I didn't have my final orders on the third bomb until this afternoon. That will go into the Silver Spring area north of here - the center of the Maryland-suburban Jewish community. The fourth one is intended for the Pentagon, but security is so tight there I still haven't figured a way to get it anywhere near the place.

I must confess that my mind has not been exclusively on my work since I've been back here. Katherine and I have stolen time from our Organization responsibilities to be together. Neither of us had realized how much we have come to mean to each other until we were separated again this summer, so soon after my escape from prison. In the month we were together this spring, before I was sent to Texas and then to Colorado and finally to California, we became as close as any two people can possibly be.
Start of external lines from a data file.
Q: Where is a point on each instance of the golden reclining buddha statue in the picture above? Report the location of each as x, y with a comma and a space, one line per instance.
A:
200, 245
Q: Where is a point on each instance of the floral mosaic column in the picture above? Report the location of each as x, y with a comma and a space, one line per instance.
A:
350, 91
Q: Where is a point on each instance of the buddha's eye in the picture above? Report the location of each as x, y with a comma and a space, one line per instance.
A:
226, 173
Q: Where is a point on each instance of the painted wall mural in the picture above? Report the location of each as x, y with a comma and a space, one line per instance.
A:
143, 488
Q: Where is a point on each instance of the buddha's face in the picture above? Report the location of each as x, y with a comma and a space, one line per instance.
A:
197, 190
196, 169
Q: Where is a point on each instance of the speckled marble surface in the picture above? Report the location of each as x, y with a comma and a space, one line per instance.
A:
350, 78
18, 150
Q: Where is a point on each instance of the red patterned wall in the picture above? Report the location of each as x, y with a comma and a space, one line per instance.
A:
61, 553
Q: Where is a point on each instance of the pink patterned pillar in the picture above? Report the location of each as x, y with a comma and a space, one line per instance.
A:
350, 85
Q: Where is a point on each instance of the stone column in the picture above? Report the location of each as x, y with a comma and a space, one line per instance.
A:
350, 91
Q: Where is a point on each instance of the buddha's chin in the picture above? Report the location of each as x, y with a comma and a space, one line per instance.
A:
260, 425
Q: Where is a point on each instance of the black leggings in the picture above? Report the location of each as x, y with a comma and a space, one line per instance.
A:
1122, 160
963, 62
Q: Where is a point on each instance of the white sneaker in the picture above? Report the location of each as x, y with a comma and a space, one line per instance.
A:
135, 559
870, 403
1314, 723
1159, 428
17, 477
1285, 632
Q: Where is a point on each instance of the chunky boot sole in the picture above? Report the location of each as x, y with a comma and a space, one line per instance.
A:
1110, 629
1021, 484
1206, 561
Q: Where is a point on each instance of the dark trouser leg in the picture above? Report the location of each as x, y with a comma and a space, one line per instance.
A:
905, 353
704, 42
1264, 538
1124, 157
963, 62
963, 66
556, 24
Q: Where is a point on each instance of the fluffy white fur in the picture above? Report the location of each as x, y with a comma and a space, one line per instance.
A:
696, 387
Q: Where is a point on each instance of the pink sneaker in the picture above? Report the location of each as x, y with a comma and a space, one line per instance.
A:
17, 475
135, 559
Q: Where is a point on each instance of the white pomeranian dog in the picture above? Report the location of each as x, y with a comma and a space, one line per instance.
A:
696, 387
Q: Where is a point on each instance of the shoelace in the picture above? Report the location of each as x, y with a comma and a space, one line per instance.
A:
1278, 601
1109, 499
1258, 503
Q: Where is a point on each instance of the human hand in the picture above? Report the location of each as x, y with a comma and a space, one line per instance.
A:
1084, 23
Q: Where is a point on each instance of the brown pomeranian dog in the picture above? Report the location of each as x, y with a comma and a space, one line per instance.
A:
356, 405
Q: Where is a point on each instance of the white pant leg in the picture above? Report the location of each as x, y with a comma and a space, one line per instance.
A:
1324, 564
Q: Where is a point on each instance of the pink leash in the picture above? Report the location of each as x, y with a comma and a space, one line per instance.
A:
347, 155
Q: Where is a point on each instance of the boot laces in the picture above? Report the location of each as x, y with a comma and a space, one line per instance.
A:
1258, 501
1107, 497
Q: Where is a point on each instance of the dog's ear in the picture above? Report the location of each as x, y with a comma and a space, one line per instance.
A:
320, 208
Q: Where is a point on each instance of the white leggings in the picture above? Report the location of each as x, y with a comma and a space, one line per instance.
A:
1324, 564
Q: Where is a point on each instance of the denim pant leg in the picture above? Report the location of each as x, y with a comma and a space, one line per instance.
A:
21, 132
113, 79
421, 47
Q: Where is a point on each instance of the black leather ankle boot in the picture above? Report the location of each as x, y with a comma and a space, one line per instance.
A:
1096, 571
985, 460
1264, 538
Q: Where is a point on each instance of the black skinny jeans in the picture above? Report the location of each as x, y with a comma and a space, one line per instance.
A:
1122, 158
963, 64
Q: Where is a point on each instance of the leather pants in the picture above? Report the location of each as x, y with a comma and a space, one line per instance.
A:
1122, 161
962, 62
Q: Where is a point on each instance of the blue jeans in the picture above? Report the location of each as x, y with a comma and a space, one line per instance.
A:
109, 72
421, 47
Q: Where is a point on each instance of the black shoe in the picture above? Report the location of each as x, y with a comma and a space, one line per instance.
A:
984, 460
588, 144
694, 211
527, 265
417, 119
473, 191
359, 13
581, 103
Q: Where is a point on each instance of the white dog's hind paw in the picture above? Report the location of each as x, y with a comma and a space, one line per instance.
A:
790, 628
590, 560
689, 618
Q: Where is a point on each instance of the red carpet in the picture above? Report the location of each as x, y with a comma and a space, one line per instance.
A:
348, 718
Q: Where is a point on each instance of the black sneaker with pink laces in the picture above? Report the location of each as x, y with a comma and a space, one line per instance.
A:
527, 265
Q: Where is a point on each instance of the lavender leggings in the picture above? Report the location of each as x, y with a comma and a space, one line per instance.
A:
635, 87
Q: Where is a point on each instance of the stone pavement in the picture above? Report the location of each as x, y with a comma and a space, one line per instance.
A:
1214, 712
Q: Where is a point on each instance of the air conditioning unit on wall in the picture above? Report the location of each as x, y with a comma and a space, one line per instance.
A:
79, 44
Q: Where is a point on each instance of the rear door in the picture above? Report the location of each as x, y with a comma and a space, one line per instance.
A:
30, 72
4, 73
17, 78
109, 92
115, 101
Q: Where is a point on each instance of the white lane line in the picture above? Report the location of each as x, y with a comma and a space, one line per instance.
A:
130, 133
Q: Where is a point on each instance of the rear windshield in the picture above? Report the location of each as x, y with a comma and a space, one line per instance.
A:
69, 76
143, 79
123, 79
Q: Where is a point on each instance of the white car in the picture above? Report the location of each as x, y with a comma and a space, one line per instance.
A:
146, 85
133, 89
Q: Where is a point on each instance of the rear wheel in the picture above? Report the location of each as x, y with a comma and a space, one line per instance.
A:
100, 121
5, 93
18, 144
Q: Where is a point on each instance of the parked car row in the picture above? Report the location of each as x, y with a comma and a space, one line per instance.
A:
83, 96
Things have been hard for Katherine and the others here while I was gone, especially since July 4. They have been under enormous pressure from two directions. The Organization has been pushing them without mercy to continually step up their level of activism, while the danger of being caught by the political police has grown worse every week.

The System is resorting to new methods in its fight against us: massive, house-to-house searches of multi-block areas; astronomical rewards for informers; much tighter controls on all civilian movement. In many other parts of the country these repressive measures have been more sporadic, and they have broken down entirely in those areas where the System has not been able to maintain public order - especially since the panic caused by the bombings of Miami and Charleston. But around Washington the System still has things in a very tight grip, and it's tough.

Late this afternoon Katherine and I slipped out of the shop for a couple of hours and went for a walk. We strolled by several groups of soldiers in sandbagged machine-gun emplacements outside office buildings; on past the smoke-blackened rubble of a suburban subway station in which Katherine herself had planted a dynamite bomb just two weeks ago; through a park-like area where a loudspeaker mounted high on a lamppost was blaring out exhortations to "all right-thinking citizens" to immediately report to the political police the slightest manifestation of racism on the part of their neighbors or co-workers; and out onto one of the main highway bridges across the Potomac River from Virginia to the District of Columbia. There was no traffic on the bridge because it ended abruptly 50 yards from the Virginia shore, in a tangle of shattered concrete and twisted reinforcing rods. The Organization had blown it up in July, and no effort had yet been made to repair it.

It was fairly quiet there at the end of the bridge, with only the screaming of police sirens in the distance and the occasional clatter of a police helicopter swooping overhead. We talked, we embraced, and we silently surveyed the scene around us as the sun went down. We and our companions have certainly made an influence on the world in the last few months - both on the suburban world of ordinary White people on the Virginia side of the bridge and on the System's world of bustling government offices on the other side. And yet the System is all too evidently still alive all around us. What a contrast with the situation in California!

Katherine was full of questions about what life is like in the liberated zone, and I tried to tell her as best I could, but I am afraid that mere words are inadequate for expressing the difference between the way I felt in California and the way I feel here. It is more a spiritual thing than merely a difference in the political and social environments.

As we stood there talking above the swirling eddies at the end of the bridge, our bodies pressed together, the world growing dark around us, a group of young Negroes came out onto the other stump of the bridge, from the Washington side. They began horsing around in typical Negro fashion, a couple of them urinating into the river. Finally one of them spotted us, and they all began shouting and making obscene gestures. For me, at least, that accentuated the difference which I could not find words to express.